Папа доходит до пятого, потом до шестого пункта. Сколько еще вопросов он собирается задать? Толпа, надрывая горло, снова и снова кричит в ответ: «Да!» Пора бы этим воплям прекратиться, шум просто ужасный, еще чуть-чуть — и мои барабанные перепонки лопнут.
И в-седьмых. В-восьмых, в-девятых. Пол дрожит от топота ног, руки рассекают воздух. Слушатели забираются на стулья, теперь нам совсем ничего не видно. Папа, пожалуйста, заканчивай, скоро уже ни один человек не выдержит. Дыхание перехватило. Кровь стучит в висках. Нам никогда отсюда не выбраться. Не выбраться на улицу. На свежий воздух. Слишком много народу загораживает проход. А папа и впрямь говорит «в-десятых» и «в завершение».
Какое счастье! Значит, мы скоро сможем выйти. Наконец-то на воздух! Папа твердит: «Дети, все мы — дети». Неужели скажет напоследок несколько слов о нас? Хильде смотрит на меня, но папа подразумевает детей своего народа. Что-то нужно отсечь, да еще с горячим сердцем и холодной головой. Где же такую взять, если моя голова горячая. Страшно горячая. По-настоящему раскаленная. Главное — глубоко дышать. Но ничего не получается, здесь больше нет воздуха. Только вонь и пот. Как только папа еще может кричать: «Вставай, народ!»
Воздух, они забрали весь воздух.
«Вставай!»
Встать бы. И прочь отсюда.
«Пусть грянет…»
Главное — дышать.
«…Буря!»
Откуда люди берут воздух, чтобы петь гимн? Кто-то касается моей ладони. Она вся мокрая.
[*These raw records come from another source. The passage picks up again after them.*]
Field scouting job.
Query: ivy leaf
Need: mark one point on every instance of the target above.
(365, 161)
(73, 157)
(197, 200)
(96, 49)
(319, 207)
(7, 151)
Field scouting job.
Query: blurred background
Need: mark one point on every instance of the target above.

Мама берет меня за руку и говорит:
— Хельга, все закончилось. Поехали домой, папа тоже скоро будет дома.
Хильде уже поднялась с места. Выходим на улицу, на воздух, наконец-то свежий воздух. Мы совершенно оглохли.
— Папа целых два часа не курил, — замечает мама, но мы не слышим.
У Хильде совсем измученный вид, кажется, ей тоже было невмоготу, кажется, папа и народ ее здорово напугали, и, вообще не понимая, что произошло, сестра шепчет:
— Хельга, ты видела? Папина рубашка насквозь промокла.
Испытуемых бьют, приводя в чувство. «Посветите в комнату!» Видны только силуэты. Уже некоторое время подопытные живут в кромешной темноте. Теперь их осязание притупилось настолько, что для ориентации в ночных условиях им следовало бы, активизировав голос, установить голосовую связь с другими пациентами и по резонансу получить представление о пространстве. Но — странное дело — ничего подобного не предпринимается. Их губы уже не способны сформировать звук, остается только кусать их. Немота словно звук самой тишины; язык неподвижно лежит на нижней губе. Покраснение кожи, вызванное всего лишь дыханием, печать неукротимого воздуха. Записи ведутся день и ночь, и подопытные это чувствуют, хотя не видели еще ни одного микрофона. Эти грязные существа не держатся на ногах, и никто из нас не решается до них дотронуться и отвести в уборную. Испытуемые облегчаются прямо на месте, и при малейшем изменении положения от мокрого матраца распространяется жуткая вонь, окна приходится постоянно держать открытыми, и ночью моча на кроватях иногда замерзает. Они ведут животное существование, они навсегда ускользнули от нас.